第45話 同窓会への誘い





 時が停滞する。

 初夏の風が周囲を取り巻く。

 頬に張り付いた一束の髪の毛が煩わしく感じた。息が詰まるような感覚は、俺の知らない俺の知り合いを目の前にしているという奇妙な現状が理由だろう。

 

 まさか。

 まさか、前原仁おれの昔の知り合いに邂逅してしまうとは。

 前もって予想していなかったわけではない。それでも、いざ時が来てしまうと気後れしてしまう。


 俺は今ある女の子と対峙している。

 名前は桜咲雛菊おうさきひなぎく。俺の中学校の同級生らしい。

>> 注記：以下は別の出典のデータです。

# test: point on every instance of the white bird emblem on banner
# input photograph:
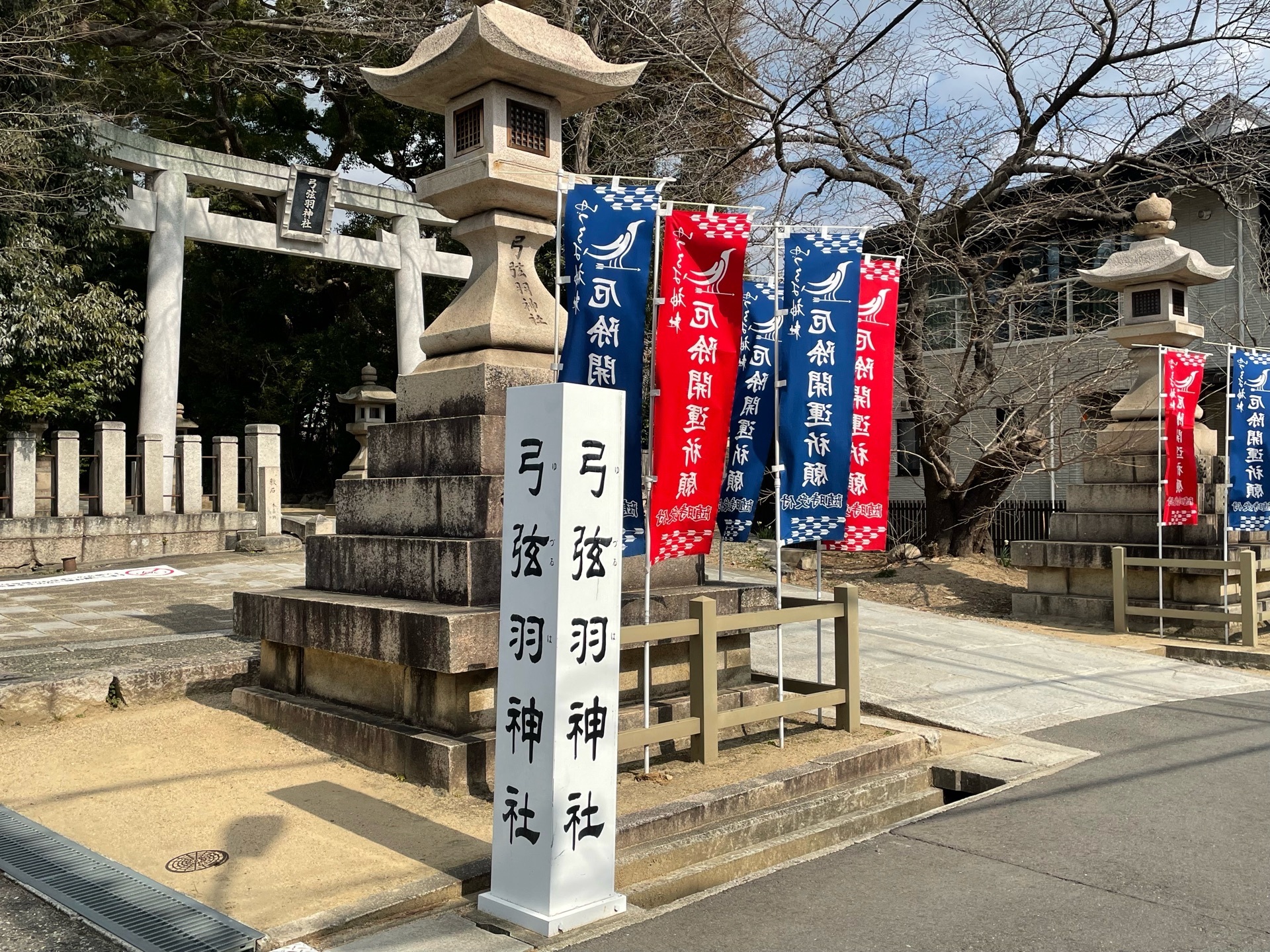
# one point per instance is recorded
(712, 278)
(615, 252)
(827, 288)
(869, 310)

彼女は制服に身を包んではいるものの、春蘭のものではないため他校生だと思われる。

 実はただの俺のファンで、成りすましによって近付いているだけという可能性も考えられなくもないが、それは俺が記憶喪失だという情報を持っていることが前提になる。クラスメイトならまだしも、その情報が世間に広まっているという事実はないはずだ。だから、多分この子は本当にかつての同級生だと思っていいだろう。


「名前聞いても思い出せないかな?そうだよね、あの前原くんがただの一使徒である私なんて覚えてるはずないのに……何を期待してたんだろ私……。でもこれもまた悪くない……」


 視線を固いアスファルトの地面に落としてそう力なく呟く桜咲さん。


 く、暗いなこの子……。声は小さいし、話し方に抑揚はないし。いや、それよりも使徒って何の話?最後の一言は……まあ、うん。

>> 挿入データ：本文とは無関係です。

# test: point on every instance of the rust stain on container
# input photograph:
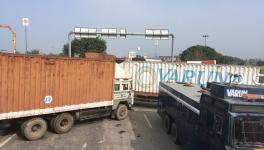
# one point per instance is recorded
(25, 81)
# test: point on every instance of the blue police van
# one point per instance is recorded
(218, 117)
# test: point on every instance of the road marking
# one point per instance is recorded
(144, 109)
(6, 140)
(146, 118)
(84, 145)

 って、いやダメだダメだ。そんな失礼な観察をしている場合じゃない。彼女は俺が桜咲さんの事を忘れていると思い込んでいるようだが、それは誤解なのだ。そもそも俺は前原仁であって前原仁ではない、もはや同姓同名の別人なのである。

 しかし、実は転生者なんです、なんて告白した所で頭のオカシイ奴だと思われるのがオチ。此処はやはり記憶喪失だと説明するべきだろう。

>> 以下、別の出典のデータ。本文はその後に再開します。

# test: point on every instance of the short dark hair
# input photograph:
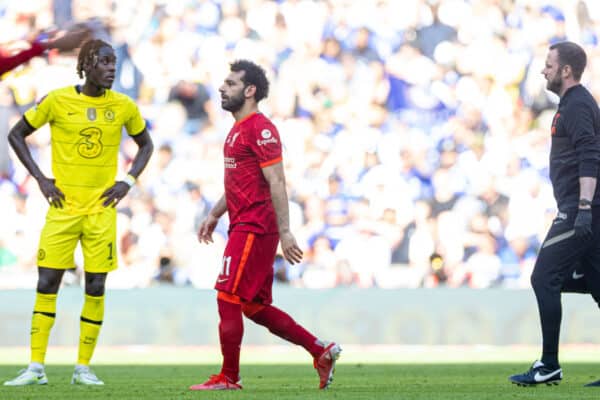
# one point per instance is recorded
(572, 54)
(88, 51)
(253, 75)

 うん、毎回毎回嘘を述べるのは忍びないが記憶喪失としか言えないのだから仕方がない。

 とりあえず誤解を解こうと俺は話し始める。


「あ〜ごめんね、忘れてたわけじゃなくて実は僕記憶喪し……」


 と、その時。


「ヒナ〜!ごめん待ってた!?」


 この絶妙なタイミングで違う女の子の大きな声が桜咲さんの背後から俺の言葉を遮る。


 なんて時機の悪さだ。これもはやワザとじゃないのかってレベルだぞ。今から誤解を解かんとする時だったのに、俺が桜咲さんの存在を忘却していたなんてバツが悪すぎるから早く処理させてくれ。

 落ち着かない。


 俺は少々恨みがましく体を傾け桜咲さんの後ろから此方に駆け寄ってくる人物を見やる。

 その人物は、黒髪をツインテールにした少し背の低めの美少女であった。目は少しキツめで何処と無く負けん気が強そうな印象を受ける。この子も桜咲さんと同じ制服を着ており、同じ学校に通っているのだろうということが窺える。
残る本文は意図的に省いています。